I returned from my brief trip to Chicago late (delayed), shook up (the plane was blown off course coming in to land and had to rear away sharply and make a second approach) and food-poisoned (some garbage consumed while hanging around O'Hare, I assume). Still, I managed to force down a samosa and a shish kebab at the Afghan Kebab House in Hell's Kitchen the next night - a meal disrupted by the casual progression of a cockroach across the table.
I dared to step outside again a couple of days later for a raucous dinner at what was then a downtown hotspot, reserved by some of work colleagues. First was on 1st Avenue, of course, and was what Sam De Marco did with himself during the second half of the nineties. The party ordered appetizers "for the table", which is always a good way of tasting nothing properly. Fried oysters and soft shell crab, buffalo wings, whatever else.

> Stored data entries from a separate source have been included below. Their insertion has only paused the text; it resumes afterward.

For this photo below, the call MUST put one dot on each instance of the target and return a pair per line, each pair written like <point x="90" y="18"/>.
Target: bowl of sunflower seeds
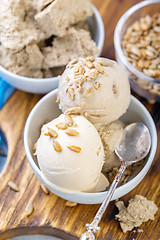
<point x="137" y="48"/>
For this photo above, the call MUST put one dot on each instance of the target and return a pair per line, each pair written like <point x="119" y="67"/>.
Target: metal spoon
<point x="135" y="146"/>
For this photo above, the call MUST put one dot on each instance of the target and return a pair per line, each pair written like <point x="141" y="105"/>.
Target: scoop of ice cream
<point x="111" y="136"/>
<point x="70" y="155"/>
<point x="98" y="88"/>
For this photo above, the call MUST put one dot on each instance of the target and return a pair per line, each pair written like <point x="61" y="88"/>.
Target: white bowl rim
<point x="117" y="42"/>
<point x="143" y="172"/>
<point x="48" y="80"/>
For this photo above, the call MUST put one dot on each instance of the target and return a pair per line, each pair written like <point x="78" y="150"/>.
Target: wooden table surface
<point x="50" y="215"/>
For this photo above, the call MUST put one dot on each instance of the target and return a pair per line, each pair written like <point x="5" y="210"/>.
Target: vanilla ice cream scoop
<point x="98" y="88"/>
<point x="71" y="155"/>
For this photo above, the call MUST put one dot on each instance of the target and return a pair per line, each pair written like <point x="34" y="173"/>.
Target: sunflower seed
<point x="69" y="120"/>
<point x="74" y="148"/>
<point x="89" y="64"/>
<point x="97" y="85"/>
<point x="70" y="204"/>
<point x="98" y="67"/>
<point x="51" y="133"/>
<point x="13" y="186"/>
<point x="92" y="58"/>
<point x="71" y="93"/>
<point x="57" y="146"/>
<point x="61" y="125"/>
<point x="88" y="93"/>
<point x="72" y="132"/>
<point x="29" y="209"/>
<point x="77" y="68"/>
<point x="45" y="190"/>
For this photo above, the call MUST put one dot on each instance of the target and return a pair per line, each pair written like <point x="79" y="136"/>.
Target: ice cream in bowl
<point x="72" y="132"/>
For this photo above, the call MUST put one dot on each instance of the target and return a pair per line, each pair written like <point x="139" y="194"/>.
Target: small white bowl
<point x="47" y="109"/>
<point x="45" y="85"/>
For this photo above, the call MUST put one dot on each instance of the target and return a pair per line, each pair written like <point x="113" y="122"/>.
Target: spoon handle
<point x="93" y="227"/>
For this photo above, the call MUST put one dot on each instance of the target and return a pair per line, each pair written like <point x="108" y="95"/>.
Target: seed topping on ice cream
<point x="61" y="125"/>
<point x="85" y="70"/>
<point x="72" y="132"/>
<point x="99" y="87"/>
<point x="57" y="146"/>
<point x="51" y="133"/>
<point x="75" y="148"/>
<point x="69" y="120"/>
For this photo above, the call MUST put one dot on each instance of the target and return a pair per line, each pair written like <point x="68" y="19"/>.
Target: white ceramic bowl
<point x="44" y="85"/>
<point x="47" y="109"/>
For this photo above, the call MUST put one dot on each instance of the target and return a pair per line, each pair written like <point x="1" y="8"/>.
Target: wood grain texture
<point x="50" y="215"/>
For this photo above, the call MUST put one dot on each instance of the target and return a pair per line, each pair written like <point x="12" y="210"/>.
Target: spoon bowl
<point x="136" y="143"/>
<point x="135" y="146"/>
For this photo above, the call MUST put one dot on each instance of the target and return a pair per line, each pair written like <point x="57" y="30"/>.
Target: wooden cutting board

Long Island duck was glazed with honey and soy, which doesn't seem a bad idea, and arrived with both yucca and rice. I seem to recall some terrible business with sambuca at the bar afterwards, ending in a lively girl fight. Oh, well.
Check shock at the next restaurant that week. F.Illi Ponte has been a looming presence on the Hudson waterfront for more than three decades. A big, old building - I assume owned by the family - dining rooms, bars and a piano bar thread spaciously over several floors. In 1998, the restaurant smoking ban was undreamt of, and the upstairs bar was home to men in expensive suits puffing prestige stogies.
The restaurant bills itself today as the home of the "angry lobster". Ten years ago, it was the home of the angry lobster customer. I learned an important New York lesson the hard way: you need to know when to ask the price of the specials recited by the server. After some simple, grilled calamari came a lobster special. A reasonably large lobster, it's true, doused in some special sauce. And it turned out, of course, to be handsomely priced by the pound - an astonishing three figure sum on a check bumped up in any case my choice of a '95 premier cru Chablis to accompany it.
My date that evening enjoys telling the story to this day, concentrating particularly on the expression on my face. I did my best to reduce the captain to tears, and like to think I came close.
Chastened, I ate penitential cotechino and lentils at home the next evening. I suspect I found the aromatic, fat cooking sausage at Dom's on Lafayette.
And finally, as summer ends, a dinner at very much a winter restaurant - the Firebird Russian Restaurant on Restaurant Row. This place was rather fun when it first opened in a dramatic, iron-gated, arch-windowed mansion on West 46th Street. Staff wore elaborate pre-Lenin uniforms. The downstairs bar was grand; a staircase swept you up to the candlelit, white table-clothed upstairs dining room. A version of imperial Russian cooking and a vodka list. Why not?
I ate seared sweetbreads with cherry tomatos and dill-flavored gnocchi. Champagne with this, of course. Then grilled sturgeon, good enough, with some tired vegetables and a bottle of white. And off in my carriage to sea the show (okay, the late performance of "The Season" at The Triad).